Me permite trabajar de manera más abstracta con la lengua. En la narrativa hay palabras que pesan más que otras. Por ejemplo, los sustantivos pesan más que los adverbios. Creo que en poesía las reglas no son las mismas. Una palabra se llena de significado (y de peso connotativo) por su asociación con otras, por su posición o por su soledad en un verso. El espacio también importa.

Conservar al vacíoP. El último Premio Cervantes ha recaído en un poeta y el último Nobel, en una poeta. La poesía goza de un gran prestigio artístico, pero no parece que la nuestra sea una sociedad muy poética…

Eso parece (risas). No es poética, ni artística, ni literaria en sí misma, pero puede convertirse en objeto poético, artístico o literario.

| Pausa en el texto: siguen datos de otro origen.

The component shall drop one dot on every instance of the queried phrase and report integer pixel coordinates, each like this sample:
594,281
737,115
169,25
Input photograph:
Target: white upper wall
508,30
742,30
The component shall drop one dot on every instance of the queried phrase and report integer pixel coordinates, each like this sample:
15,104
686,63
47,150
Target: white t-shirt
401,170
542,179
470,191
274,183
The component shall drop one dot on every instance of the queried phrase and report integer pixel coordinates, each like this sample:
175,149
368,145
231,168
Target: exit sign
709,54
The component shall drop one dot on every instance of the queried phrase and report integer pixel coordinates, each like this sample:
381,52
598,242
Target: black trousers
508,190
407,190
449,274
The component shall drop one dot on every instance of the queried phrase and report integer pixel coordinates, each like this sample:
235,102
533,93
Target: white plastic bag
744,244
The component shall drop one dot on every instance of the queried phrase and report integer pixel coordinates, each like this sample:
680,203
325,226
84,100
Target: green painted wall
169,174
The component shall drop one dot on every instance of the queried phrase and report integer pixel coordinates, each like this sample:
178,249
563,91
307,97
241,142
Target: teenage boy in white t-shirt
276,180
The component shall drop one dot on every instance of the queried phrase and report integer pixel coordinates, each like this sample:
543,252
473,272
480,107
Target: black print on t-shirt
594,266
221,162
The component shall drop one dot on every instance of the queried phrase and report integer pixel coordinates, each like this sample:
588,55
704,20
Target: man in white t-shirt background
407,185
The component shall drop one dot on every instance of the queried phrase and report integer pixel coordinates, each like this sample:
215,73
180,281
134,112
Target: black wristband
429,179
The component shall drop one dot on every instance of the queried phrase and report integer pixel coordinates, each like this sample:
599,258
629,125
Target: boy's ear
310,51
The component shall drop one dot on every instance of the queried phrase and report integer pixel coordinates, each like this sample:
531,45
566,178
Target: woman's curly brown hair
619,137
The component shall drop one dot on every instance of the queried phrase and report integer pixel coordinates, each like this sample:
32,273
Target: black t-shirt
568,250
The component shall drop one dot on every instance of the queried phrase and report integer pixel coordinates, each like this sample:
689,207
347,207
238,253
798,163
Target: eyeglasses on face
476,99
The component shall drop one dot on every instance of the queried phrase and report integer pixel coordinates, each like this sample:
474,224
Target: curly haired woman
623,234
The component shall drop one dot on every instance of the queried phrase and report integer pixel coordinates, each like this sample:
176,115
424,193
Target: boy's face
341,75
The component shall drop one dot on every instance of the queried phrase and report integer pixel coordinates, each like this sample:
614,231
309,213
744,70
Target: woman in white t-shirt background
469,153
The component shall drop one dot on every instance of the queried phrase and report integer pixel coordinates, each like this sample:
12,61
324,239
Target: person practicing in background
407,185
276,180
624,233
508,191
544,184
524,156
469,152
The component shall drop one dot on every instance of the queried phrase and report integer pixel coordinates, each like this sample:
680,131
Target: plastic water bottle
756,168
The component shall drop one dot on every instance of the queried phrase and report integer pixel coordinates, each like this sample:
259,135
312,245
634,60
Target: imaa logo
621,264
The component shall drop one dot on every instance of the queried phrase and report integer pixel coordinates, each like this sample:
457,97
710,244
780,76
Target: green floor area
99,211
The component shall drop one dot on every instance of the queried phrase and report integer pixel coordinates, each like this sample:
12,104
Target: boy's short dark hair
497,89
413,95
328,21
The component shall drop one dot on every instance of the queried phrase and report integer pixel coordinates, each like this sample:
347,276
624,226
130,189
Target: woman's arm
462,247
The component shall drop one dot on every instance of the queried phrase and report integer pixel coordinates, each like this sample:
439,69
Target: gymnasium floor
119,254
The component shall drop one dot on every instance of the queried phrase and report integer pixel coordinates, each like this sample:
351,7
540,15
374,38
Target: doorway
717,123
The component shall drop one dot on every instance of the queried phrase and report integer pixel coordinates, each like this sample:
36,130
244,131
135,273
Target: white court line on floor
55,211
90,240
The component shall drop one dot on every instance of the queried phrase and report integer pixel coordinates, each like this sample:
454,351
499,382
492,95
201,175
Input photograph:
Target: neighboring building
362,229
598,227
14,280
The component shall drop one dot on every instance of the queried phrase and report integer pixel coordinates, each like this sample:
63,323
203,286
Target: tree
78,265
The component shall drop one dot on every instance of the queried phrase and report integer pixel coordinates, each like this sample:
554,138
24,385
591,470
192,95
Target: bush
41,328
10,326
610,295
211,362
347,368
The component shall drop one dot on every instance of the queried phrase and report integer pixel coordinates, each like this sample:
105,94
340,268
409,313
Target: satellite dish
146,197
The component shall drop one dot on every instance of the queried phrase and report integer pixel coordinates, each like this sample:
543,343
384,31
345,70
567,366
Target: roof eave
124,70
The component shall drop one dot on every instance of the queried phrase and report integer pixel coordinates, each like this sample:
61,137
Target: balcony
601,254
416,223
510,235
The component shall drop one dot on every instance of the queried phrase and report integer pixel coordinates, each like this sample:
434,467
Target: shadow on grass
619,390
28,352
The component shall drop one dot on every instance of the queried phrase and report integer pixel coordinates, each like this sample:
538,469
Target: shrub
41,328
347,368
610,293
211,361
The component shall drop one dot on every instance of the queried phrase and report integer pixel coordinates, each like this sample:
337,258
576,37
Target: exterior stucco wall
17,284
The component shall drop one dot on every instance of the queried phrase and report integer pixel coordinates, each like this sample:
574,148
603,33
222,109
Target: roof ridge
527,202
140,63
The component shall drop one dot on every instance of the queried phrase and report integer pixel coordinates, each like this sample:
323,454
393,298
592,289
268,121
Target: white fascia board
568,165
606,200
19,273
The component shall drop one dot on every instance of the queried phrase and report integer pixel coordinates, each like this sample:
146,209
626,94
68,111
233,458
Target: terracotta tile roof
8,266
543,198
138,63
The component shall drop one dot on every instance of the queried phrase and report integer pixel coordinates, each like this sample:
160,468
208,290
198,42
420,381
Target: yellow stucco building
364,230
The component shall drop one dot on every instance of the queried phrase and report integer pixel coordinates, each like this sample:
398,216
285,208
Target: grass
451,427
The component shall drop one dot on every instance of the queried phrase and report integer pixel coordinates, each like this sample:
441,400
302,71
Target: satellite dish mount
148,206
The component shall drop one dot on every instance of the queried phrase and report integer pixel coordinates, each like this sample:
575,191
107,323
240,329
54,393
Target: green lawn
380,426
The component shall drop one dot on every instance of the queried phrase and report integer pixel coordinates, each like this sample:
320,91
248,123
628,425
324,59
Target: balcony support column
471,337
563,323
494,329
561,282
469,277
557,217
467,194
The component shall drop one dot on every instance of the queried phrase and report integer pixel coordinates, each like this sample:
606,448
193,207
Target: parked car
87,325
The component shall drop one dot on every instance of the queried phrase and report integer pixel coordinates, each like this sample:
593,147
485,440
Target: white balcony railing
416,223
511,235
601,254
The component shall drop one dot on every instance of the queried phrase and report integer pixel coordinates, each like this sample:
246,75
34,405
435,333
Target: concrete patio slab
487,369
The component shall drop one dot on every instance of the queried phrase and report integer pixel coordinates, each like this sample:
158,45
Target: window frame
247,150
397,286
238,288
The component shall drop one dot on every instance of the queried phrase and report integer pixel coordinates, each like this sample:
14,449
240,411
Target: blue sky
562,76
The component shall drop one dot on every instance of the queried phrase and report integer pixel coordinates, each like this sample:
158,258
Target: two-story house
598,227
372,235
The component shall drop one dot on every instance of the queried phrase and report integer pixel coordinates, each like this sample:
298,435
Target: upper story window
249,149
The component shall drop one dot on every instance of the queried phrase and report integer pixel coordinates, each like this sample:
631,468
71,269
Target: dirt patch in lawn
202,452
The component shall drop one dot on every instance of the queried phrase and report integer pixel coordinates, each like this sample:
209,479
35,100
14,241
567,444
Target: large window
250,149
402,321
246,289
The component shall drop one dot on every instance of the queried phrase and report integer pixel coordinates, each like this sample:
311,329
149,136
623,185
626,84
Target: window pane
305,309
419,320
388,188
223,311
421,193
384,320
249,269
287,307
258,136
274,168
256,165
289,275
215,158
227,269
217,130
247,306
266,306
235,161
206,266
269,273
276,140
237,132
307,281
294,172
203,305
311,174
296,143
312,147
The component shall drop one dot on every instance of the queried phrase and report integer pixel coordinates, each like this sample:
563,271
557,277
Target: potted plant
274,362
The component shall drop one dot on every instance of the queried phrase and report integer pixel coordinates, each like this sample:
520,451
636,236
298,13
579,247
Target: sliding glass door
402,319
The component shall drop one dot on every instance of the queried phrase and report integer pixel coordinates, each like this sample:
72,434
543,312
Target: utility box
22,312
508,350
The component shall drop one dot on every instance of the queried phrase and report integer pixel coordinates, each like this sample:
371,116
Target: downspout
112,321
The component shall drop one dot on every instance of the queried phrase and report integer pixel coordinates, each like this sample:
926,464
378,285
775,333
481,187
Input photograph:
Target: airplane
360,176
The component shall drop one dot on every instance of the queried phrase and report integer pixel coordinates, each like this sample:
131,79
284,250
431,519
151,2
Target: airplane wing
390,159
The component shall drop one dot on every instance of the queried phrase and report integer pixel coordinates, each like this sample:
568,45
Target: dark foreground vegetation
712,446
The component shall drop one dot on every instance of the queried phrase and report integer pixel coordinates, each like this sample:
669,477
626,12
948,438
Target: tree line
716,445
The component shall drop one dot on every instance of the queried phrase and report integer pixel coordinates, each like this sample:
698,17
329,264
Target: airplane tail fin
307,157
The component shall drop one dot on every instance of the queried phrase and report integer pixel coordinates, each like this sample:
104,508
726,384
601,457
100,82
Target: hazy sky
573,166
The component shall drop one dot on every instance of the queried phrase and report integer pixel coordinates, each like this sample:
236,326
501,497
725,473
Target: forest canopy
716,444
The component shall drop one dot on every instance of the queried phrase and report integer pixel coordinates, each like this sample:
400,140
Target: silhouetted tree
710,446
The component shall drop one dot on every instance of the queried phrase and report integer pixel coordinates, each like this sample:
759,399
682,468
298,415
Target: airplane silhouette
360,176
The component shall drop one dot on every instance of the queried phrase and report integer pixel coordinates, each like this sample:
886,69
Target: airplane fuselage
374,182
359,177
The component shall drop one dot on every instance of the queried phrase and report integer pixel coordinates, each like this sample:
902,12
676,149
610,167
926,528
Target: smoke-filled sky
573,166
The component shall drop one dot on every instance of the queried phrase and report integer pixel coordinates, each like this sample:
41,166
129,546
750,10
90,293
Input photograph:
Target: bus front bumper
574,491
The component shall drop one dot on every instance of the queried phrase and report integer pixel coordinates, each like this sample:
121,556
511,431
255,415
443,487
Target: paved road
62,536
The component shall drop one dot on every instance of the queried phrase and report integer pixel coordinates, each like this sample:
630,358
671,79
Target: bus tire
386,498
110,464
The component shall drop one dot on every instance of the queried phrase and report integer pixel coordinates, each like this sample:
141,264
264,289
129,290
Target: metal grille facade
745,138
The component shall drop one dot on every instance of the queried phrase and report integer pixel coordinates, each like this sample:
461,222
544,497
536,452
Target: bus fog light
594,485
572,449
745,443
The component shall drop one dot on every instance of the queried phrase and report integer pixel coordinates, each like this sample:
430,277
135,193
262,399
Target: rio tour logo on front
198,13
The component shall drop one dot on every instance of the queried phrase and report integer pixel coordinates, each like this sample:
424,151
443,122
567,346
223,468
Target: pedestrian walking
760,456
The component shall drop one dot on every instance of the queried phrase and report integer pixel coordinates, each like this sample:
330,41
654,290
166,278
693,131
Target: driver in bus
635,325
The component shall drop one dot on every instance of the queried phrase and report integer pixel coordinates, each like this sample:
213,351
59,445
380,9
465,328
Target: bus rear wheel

P. En el prólogo de tu libro se hace referencia a un artista japonés, Haruhiko Kawaguchi, y a su trabajo “Flesh Love” que hizo lo que tú haces. ¿Es una inspiración directa o es un paralelismo establecido por el prologuista?

Fue Antonio Ortega (maestro poeta y amigo), quien lo vio así. Supongo que, en parte, porque sabe que algunos poemas provienen del mundo del Arte.

P. La poesía es pelear por la palabra justa, ir a la esencia. En ese sentido, es como quien guarda un edredón hinchado y extrae el aire el paquete; o, sí, como envasar al vacío. ¿Es difícil prescindir de la palabrería, librarse de la hojarasca?

Me encanta cómo expresas la secuencia de ideas, lo de «extraer el aire» para quedarse con la esencia de la palabra justa. ¿Si es difícil prescindir de la palabrería? Dificilísimo. Yo no lo consigo, siempre hay algo que sobra, por más que revise una y otra vez. Es demasiada tentación la de la exuberancia de las palabras.

P. Las noticias son fuente de inspiración para los poemas… curiosa fuente de inspiración, ¿no? ¿Por qué has elegido este camino?

Más que noticias, lo que inspiraron algunos poemas como Kirguistán o Pequeños avances, medidas progresivas o El kit Kony, fueron informes de Amnistía Internacional. La lectura de esos informes duele y sorprende, a partes iguales.

P. Lo menciona Antonio Ortega en el prólogo, habla de “la cercanía distante”, y sí me parece un sintagma adecuado para tus poemas… ¿Lo suscribes?

Lo suscribo, sí. La distancia es deliberada, para evitar el sentimentalismo. Pero hay un merodeo, un acercamiento, más o menos arriesgado.

P. ¿Hay un destinatario-tipo de tus poemas? ¿A quién van dirigidos?

Hay quizá un diálogo con un interlocutor imaginario con quien se habla de lo peor, de la barbarie, de lo grotesco, del crimen… pero dando un rodeo, de manera contenida. A veces con escepticismo. Otras con ironía. Casi siempre con frustración.